Especialistas apontam que a retomada depende de novos entendimentos entre governo e as lideranças do Congresso. Isabela Damasceno, advogada especializada em direito público, ressalta que, mesmo com o término da MP, nada impede que o Senado vote o PL, abrindo caminho para uma solução jurídica ou legislativa que coloque o tema novamente em pauta. Enquanto isso, o Ministério da Fazenda busca meios de reativar os incentivos sem violar a Lei de Responsabilidade Fiscal.

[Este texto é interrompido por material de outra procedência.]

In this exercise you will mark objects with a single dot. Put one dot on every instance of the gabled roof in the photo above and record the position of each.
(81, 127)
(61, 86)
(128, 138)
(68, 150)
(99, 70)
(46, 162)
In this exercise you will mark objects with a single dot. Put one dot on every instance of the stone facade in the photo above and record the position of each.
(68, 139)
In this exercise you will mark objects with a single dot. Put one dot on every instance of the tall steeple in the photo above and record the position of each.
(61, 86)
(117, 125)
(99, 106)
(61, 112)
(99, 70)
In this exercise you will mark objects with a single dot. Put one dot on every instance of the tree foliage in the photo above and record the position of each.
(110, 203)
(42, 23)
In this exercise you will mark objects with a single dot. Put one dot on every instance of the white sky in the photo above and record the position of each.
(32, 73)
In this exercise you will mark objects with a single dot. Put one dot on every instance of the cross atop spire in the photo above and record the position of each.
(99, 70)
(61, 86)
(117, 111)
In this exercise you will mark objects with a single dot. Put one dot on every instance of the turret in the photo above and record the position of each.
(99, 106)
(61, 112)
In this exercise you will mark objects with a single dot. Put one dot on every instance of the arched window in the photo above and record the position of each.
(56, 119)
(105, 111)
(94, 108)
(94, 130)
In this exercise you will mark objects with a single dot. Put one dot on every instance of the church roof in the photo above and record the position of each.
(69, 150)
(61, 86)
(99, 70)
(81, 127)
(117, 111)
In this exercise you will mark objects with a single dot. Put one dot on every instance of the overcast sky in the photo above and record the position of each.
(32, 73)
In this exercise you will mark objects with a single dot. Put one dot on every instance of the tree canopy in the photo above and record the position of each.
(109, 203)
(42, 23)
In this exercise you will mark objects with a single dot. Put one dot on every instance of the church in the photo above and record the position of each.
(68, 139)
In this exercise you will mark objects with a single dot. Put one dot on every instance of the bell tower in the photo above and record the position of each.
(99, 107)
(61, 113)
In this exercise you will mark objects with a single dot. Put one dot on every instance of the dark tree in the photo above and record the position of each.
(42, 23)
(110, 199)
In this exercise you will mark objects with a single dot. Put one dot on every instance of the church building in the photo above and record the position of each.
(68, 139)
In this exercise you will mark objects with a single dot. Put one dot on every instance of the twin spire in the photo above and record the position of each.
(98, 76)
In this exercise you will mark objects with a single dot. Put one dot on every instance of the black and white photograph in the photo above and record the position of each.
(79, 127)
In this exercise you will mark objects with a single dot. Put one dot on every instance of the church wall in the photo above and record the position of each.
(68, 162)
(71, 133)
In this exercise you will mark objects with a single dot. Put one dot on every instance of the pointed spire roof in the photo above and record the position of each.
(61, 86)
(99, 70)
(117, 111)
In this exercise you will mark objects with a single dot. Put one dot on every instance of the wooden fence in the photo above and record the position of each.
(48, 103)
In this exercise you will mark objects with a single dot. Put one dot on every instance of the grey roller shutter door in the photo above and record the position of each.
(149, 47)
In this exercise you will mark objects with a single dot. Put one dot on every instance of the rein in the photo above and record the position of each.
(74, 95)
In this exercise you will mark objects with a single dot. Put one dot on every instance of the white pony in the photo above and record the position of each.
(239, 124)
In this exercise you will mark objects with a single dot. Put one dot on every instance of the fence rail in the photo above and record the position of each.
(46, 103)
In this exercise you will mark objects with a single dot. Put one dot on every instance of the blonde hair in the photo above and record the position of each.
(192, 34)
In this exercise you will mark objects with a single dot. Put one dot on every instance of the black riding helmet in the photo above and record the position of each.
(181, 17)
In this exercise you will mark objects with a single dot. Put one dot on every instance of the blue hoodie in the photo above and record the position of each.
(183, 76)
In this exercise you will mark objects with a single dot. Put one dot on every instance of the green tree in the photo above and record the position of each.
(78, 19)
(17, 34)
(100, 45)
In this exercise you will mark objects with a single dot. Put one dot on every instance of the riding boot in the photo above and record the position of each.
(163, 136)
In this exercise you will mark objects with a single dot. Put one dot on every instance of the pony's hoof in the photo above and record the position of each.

No dia a dia, o fim do Redata significa a retomada da cobrança de tributos já existentes sobre os equipamentos usados em data centers, como IPI, PIS/Cofins e Imposto de Importação, exatamente nos itens cobertos pelo regime anterior. O governo defende que manter esse tipo de infraestrutura no Brasil é essencial para segurança, soberania e para reduzir a dependência de fornecimento externo, que hoje expõe o país a custos mais elevados. Hoje, cerca de 60% dos dados pessoais brasileiros são processados fora do país, o que aumenta a distância entre as leis de proteção de dados e a prática cotidiana.
Em termos econômicos, o espaço destinado aos data centers é visto como estratégico: estima-se que o setor atraia investimentos da ordem de US$ 50 bilhões (aproximadamente R$ 257 bilhões) na região da América Latina. Com o fim da MP, o país volta a depender de regras fiscais existentes para esse tipo de operação, levando especialistas a defenderem que o governo precisa criar um caminho estável para manter o Brasil competitivo no cenário tecnológico global.
As críticas, por sua vez, não tardam a aparecer. Empresas de tecnologia afirmam que o Brasil está perdendo a chance de ficar competitivo no segmento, especialmente diante de concorrentes que já oferecem ambientes com incentivos mais previsíveis. Por outro lado, o governo sustenta que a conversão de regras precisava de tempo e de um acordo político mais sólido entre os poderes. O grande entrave continua sendo uma lei de 2025 que proíbe novos benefícios fiscais, o que dificulta qualquer retorno rápido do Redata. Assim, a retomada do programa depende de um acordo político que alinhe o governo com a Câmara e o Senado.
Para entender, o Redata funcionava como um regime de suspensão temporária de tributos na compra de equipamentos para data centers. A habilitação no programa era definida pelo Ministério da Fazenda e envolvia tributos como IPI, PIS/Cofins e o Imposto de Importação. A ideia era conceder esse benefício, com contrapartidas voltadas a eficiência energética e conteúdo local, durante cinco anos, com a possibilidade de renovação conforme metas de utilização de energia limpa, equilíbrio fiscal e empenho de investimentos no país.
Como fica, no fim das contas? A população de leitores deve acompanhar a agenda do Congresso para saber se o PL 278/2026 volta a tramitar com rapidez, ou se surgem novas alternativas para manter o Brasil atraente no setor de data centers sem violar limites orçamentários. No cenário atual, a sensação é de que o país está diante de uma janela de oportunidade que ainda não foi fechada — mas exige diálogo entre governo, Câmara e Senado para não abrir mão de um aspecto estratégico da infraestrutura digital nacional.